Fig 1.
Intraepidermal blistering in Rpgrip1l-/- skin.
(a) In situ hybridization of Rpgrip1l in the dorsal skin of E18.5 wild-type mouse. Rpgrip1l (pink dot) is expressed in the epidermis (Epi), dermis (Der), and hair follicles (HF). Dotted line represents basement membrane. B, basal keratinocyte; SB, suprabasal keratinocyte; S, spinous keratinocyte; G, granular keratinocyte. Positive and negative control probes detect the mouse POLR2A or bacterial dapB gene, respectively. (b) Hematoxylin and eosin (H&E) staining and immunofluorescence labeling of KRT14 (green) and KRT1 (red) in dorsal skins of E18.5 control (Rpgrip1+/+) and homozygous mutants (Rpgrip1l-/-). Nuclei were labeled with DAPI (blue). Asterisks indicate intraepidermal blisters. (c) High power H&E images to demonstrate details of the blistering region. B, basal keratinocyte; SB, suprabasal keratinocyte; S, spinous keratinocyte. (d and e) H&E staining (d) and immunofluorescence labeling of KRT14 (green, e) of organotypic skin explants from E18.5 control (Rpgrip1l+/+, n = 8) and homozygous (Rpgrip1l–/–, n = 7) embryos at day 2. Nuclei were labeled with DAPI (blue). Asterisks indicate intraepidermal blisters. Scale bar, 25 μm in (a), 100 μm in (b), 10 μm in (c), 50 μm in (d, e).
Fig 2.
Expression patterns of desmosomal proteins in Rpgrip1l-/- skin.

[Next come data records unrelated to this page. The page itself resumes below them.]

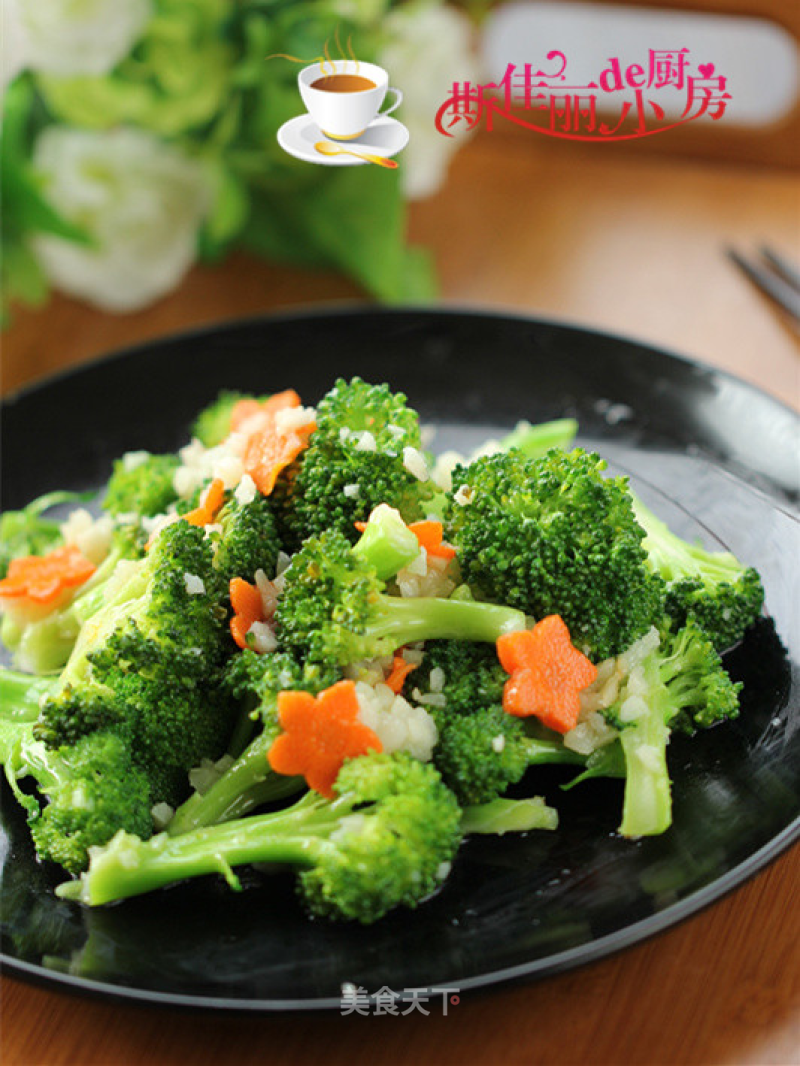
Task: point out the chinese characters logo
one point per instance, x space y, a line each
622 103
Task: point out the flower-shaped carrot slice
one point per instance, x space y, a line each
248 607
244 409
319 735
42 580
429 534
213 499
547 674
398 674
270 450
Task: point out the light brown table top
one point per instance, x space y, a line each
618 242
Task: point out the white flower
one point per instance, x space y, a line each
66 37
141 200
427 49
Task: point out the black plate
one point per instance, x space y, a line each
713 455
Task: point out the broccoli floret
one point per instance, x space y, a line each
554 536
482 753
385 841
354 462
249 539
473 675
141 484
680 684
28 532
249 782
20 694
93 788
333 609
212 425
712 588
146 664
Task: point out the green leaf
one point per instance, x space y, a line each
353 219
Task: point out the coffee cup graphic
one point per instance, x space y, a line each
345 96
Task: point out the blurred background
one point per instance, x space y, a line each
144 190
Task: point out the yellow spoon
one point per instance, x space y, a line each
325 148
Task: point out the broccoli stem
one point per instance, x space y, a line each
543 753
429 617
20 694
648 804
387 545
508 816
534 440
246 785
128 866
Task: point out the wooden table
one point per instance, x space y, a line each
621 242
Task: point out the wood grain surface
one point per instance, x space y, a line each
612 241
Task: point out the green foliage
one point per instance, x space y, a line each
208 76
26 212
554 536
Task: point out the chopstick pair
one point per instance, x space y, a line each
774 275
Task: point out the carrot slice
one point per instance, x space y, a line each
319 735
547 674
398 674
211 503
44 579
429 534
245 600
268 452
244 409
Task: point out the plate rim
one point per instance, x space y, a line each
547 966
341 308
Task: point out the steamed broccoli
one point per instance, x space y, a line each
334 611
712 588
28 532
681 683
146 664
213 422
249 539
554 536
141 484
43 643
246 781
386 840
354 462
93 788
481 748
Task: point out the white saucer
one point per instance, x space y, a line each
384 136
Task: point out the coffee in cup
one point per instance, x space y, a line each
345 96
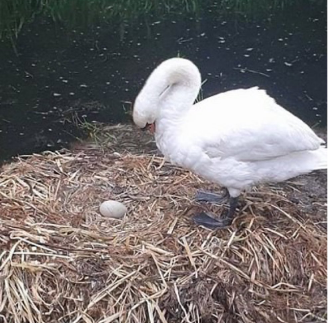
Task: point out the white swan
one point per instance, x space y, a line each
235 139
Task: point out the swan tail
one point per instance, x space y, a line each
319 158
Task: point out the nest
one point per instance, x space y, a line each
61 261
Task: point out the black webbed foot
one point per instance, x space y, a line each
202 196
209 222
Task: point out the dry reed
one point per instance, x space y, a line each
61 261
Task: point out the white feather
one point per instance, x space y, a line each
235 139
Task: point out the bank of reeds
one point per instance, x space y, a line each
61 261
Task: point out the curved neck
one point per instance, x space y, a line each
173 87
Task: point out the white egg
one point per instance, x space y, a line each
112 209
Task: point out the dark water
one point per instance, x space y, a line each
59 75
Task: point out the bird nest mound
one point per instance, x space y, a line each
61 261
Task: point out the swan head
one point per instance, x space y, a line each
172 86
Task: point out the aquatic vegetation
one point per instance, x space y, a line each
15 13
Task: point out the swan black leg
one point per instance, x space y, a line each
209 222
202 196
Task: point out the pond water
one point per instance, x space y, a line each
60 76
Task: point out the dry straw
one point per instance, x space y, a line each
61 261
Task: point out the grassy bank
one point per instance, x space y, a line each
15 13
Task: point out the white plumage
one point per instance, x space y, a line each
235 139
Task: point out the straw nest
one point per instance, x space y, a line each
61 261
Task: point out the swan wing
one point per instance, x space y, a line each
248 125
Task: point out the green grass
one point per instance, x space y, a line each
78 13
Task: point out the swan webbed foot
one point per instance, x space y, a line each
209 222
202 196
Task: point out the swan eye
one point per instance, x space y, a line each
146 127
163 92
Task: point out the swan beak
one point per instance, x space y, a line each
150 127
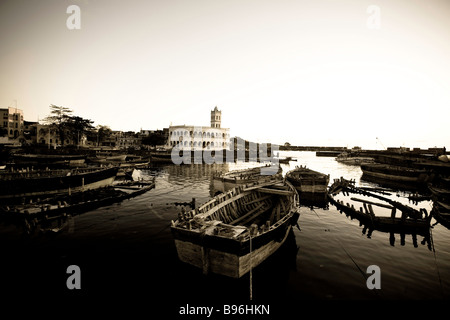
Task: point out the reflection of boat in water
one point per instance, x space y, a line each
441 212
223 182
395 174
311 185
377 212
19 184
237 230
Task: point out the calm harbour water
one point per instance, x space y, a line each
126 253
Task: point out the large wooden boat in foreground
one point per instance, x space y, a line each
237 230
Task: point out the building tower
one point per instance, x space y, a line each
216 116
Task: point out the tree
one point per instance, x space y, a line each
58 120
78 127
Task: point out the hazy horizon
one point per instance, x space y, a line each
325 73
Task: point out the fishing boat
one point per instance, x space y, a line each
350 159
224 181
377 211
237 230
49 209
397 174
441 212
23 160
310 184
29 183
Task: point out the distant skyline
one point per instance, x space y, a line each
330 73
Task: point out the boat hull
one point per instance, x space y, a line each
236 231
218 261
48 185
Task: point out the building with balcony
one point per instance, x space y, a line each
213 137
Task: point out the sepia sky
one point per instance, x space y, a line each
316 72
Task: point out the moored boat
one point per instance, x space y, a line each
224 181
17 185
42 213
397 174
22 160
311 185
376 211
349 159
237 230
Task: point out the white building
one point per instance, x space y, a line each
199 138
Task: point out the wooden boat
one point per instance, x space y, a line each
439 193
19 184
285 160
76 203
309 183
395 173
360 204
223 182
22 160
349 159
441 212
237 230
109 157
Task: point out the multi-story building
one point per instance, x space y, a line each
213 137
11 123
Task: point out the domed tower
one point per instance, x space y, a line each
216 116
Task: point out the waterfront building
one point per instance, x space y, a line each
48 135
11 123
191 137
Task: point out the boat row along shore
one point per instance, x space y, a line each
251 212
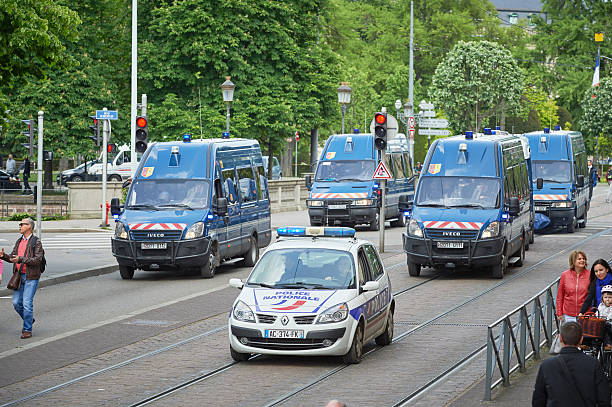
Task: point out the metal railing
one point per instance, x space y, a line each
520 337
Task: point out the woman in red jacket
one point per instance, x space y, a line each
573 287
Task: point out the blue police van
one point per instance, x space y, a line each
193 204
561 177
343 191
473 205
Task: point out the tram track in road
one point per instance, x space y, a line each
175 345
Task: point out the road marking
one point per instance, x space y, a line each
109 321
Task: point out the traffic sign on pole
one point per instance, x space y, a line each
381 172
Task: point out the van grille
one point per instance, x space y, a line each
151 235
438 234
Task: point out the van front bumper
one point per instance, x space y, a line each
478 253
178 253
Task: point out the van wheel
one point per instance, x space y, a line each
413 269
356 352
127 272
584 218
375 224
208 270
387 336
521 253
498 270
252 255
239 357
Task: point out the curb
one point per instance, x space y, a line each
70 276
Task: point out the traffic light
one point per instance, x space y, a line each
142 133
30 134
380 130
95 127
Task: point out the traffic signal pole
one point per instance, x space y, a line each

(a) Immunofluorescence labeling of desmosomal proteins in dorsal skins of E18.5 control (Rpgrip1l+/+) and homozygous (Rpgrip1l-/-) mutants. Dotted lines illustrate epidermal-dermal junction. Asterisks and vertical lines indicate blisters between basal and suprabasal cells. (b) Quantification of the mean fluorescence intensity of corresponding panels in (a) (2 regions per specimen, n ≥ 3 mice per group;* P < 0.05, ** P < 0.01 *** P < 0.001; Student’s t-test). Scale bars, 20 μm.
Fig 3.
Ultrastructure of desmosomes in Rpgrip1l-/- mice.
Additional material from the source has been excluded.